J. Tinsley Oden of the University of Texas has a favorite quote from German science philosopher Hans Reichenbach: “If error is corrected whenever it is recognized as such, the path of error is the path of truth.”

“That’s sort of our mantra,” says Oden, director of UT’s Institute for Computational Engineering and Sciences. He and his research group are refining methods that estimate the error of mathematical models underlying computers simulations of physical systems, such as the molecular structure of materials.  Knowing the error allows researchers to adapt the model to control error or change the model’s scales of time and space for more precision.

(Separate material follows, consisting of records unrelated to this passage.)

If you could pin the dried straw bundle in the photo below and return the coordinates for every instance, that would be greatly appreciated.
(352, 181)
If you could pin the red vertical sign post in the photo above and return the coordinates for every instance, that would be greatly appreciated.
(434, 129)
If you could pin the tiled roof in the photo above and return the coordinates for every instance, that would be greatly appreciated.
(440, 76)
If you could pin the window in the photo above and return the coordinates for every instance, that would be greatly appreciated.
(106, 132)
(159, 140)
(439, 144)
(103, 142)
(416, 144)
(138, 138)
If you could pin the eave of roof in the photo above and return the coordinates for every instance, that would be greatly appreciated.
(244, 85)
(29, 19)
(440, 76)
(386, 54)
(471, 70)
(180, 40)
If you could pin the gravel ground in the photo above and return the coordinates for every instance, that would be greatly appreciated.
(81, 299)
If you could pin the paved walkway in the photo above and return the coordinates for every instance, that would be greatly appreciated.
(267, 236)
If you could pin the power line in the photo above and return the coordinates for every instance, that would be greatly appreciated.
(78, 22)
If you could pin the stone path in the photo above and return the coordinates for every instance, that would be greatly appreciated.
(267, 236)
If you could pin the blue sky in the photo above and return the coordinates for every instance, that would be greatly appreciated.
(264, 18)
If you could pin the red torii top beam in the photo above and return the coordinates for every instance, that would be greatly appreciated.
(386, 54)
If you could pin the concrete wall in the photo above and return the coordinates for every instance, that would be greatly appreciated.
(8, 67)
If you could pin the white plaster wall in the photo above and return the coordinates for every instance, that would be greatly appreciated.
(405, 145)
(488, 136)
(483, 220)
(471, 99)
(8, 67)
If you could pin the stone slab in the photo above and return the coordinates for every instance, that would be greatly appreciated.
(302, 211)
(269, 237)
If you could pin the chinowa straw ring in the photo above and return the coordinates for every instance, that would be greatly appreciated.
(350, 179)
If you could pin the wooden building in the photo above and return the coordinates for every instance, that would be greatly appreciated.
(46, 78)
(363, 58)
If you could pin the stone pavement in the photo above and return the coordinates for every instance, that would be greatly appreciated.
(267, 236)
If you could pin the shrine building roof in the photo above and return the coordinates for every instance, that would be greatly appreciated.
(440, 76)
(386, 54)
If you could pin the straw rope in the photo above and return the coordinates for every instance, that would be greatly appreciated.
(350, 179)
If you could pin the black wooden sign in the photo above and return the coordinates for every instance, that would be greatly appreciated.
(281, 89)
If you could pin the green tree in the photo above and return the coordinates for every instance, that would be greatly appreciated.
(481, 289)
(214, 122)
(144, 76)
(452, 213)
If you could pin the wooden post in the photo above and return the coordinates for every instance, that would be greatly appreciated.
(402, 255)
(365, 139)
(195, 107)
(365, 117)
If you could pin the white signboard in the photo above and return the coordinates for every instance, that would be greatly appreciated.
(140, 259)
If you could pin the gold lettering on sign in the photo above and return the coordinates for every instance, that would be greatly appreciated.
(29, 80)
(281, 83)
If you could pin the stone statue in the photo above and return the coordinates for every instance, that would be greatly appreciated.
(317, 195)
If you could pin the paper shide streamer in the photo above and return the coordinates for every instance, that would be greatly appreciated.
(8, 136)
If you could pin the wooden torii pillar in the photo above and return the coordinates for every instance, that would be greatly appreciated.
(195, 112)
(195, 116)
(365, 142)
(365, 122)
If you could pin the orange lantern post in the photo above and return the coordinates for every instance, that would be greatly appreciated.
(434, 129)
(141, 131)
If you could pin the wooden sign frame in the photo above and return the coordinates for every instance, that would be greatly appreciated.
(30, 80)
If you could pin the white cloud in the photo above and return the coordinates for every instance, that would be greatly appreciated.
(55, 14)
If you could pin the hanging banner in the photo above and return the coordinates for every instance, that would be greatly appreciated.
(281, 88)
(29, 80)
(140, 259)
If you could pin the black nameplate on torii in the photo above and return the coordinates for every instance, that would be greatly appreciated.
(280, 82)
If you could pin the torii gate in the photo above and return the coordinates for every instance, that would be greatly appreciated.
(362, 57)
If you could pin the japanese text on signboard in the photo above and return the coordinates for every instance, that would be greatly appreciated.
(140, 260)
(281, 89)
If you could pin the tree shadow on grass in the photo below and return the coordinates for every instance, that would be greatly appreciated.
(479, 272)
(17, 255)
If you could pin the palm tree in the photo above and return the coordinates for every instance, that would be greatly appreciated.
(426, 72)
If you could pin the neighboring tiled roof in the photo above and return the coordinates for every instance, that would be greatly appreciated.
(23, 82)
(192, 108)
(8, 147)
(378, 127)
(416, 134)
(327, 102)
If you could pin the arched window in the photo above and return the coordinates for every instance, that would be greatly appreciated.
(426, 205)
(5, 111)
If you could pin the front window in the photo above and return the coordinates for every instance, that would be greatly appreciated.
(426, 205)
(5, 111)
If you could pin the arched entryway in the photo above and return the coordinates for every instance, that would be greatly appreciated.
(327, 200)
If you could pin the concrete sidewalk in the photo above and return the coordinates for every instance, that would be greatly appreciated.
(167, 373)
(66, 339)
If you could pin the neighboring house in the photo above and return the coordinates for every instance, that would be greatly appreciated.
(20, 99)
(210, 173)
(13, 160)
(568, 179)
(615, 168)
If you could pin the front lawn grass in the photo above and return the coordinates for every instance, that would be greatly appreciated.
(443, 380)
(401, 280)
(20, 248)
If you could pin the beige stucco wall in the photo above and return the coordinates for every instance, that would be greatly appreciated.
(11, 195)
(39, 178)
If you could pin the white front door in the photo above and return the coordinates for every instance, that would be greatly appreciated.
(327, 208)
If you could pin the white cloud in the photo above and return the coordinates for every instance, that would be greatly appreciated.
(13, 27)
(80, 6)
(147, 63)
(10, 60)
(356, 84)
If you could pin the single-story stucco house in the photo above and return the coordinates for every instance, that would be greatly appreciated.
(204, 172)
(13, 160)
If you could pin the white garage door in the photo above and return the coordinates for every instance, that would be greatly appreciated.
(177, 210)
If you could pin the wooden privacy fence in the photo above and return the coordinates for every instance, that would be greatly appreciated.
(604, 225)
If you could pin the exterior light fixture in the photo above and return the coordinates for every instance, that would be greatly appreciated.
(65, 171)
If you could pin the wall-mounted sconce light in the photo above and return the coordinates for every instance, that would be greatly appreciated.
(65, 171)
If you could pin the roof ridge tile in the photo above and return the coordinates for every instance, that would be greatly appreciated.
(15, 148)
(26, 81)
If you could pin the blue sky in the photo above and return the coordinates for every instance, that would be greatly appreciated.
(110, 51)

The ability to compute multiple scales is becoming more important as scientists investigate how the behavior of atoms and molecules affects the materials and processes they make up.  Such understanding is vital to creating smaller, faster electronics, curing disease and addressing other problems.

However, “The development of models that function over many temporal and spatial scales is one of the most challenging aspects facing modern computation,” says Oden, who is an associate vice president for research and holds multiple appointments at Texas.  “Virtually all the methods that have been proposed to transcend scale argue that the analyst has some insight and knows when a result is valid at one scale or needs information at another, “ Oden adds.  “This very often is not the case.”

“Our hope is to bring some rigor to this process and let the analyst get an estimate of the error at each scale,” Oden says.

The Department of Energy’s Office of Advanced Scientific Computing Research is supporting Oden’s work to refine algorithms – mathematical recipes computers use – that represent physical processes at multiple scales.  Oden works with a team of mathematicians, chemists, chemical engineers and others to incorporate error estimation into mathematical models, then adapt the models to minimize that error.

This is a visualization showing the distribution of particles in the lattice generated by the polymerization algorithm developed by Texas Professor C. Grant Willson’s group. In this 20×100×20 polymer lattice, red particles denote monomer molecules, blue are cross-linkers, yellow are initiators, white are voids and green particles represent substrate molecule.

The process, called adaptive modeling, is based on what Oden called a revelation: That techniques used to estimate error in models at the scale of atoms or molecules can apply to larger scales, too.

The researchers start with a base model – a mathematical model of a system at the atomistic or molecular level.  The nature and number of elements at this minuscule level make the model “so complex and intractable that you don’t have a hope of solving it.  You don’t want to solve it,” Oden says, but the base model is a way to judge other, coarser models set at larger scales.  Unlike the base, these “surrogate” models can be solved, Oden says.

“The beautiful thing is when we solve it we can estimate the error,” he adds.  “If we’re not happy with the error, we need a technique to refine the surrogate and make it more sophisticated.”

That’s the other part of Oden’s research: Goal-oriented error estimation.  When researchers run computer models of physical systems, they typically choose just a few things they want to know about most.  Oden’s group wants to focus error estimation on those areas so researchers can judge the reliability of the results.

“To be able to estimate the error puts the analyst in an extremely strong position,” Oden says.  Researchers can determine if the model violated any important principles.  They can decide whether the error level is acceptable, or if the problem should be examined at a different scale for a more precise answer.

This shows the 20×100×20 polymer lattice after “shrinkage” due to the formation of covalent bonds during polymerization. Notice the curves at both the end and the top surface.

Oden is testing the adaptive modeling code by modeling a semiconductor production method developed by Texas engineering professor C. Grant Willson.  The process pushes a quartz template into material on a silicon chip.  Ultraviolet light shines through the template, converting the material to a polymer and making it denser in places.  The imprint creates the chip’s electronic circuitry.

Oden’s model simulates the polymerization and densification process at the molecular level.  “We’re looking at how you simulate events that take place on a macroscale – the scale of manufacturing the device – that result from activities that occur at the molecular scale – nanoscale and smaller,” he adds.  The simulation could help optimize the manufacturing process.

Semiconductors are only the first of what could be a long line of applications for the adaptive modeling code, Oden says.  “We can look at many, many different chemical constituencies and add different features to the model.  This is just the building block for more sophisticated models,” he adds.

The code runs on computer clusters of about 50 processors, Oden says, but has been projected to run well on systems of up to 100 processors.  The plan is to try it on Lonestar, the University of Texas supercomputer with a top speed of 55 trillion calculations per second.

“We’ll take it to the limit within a year,” Oden adds.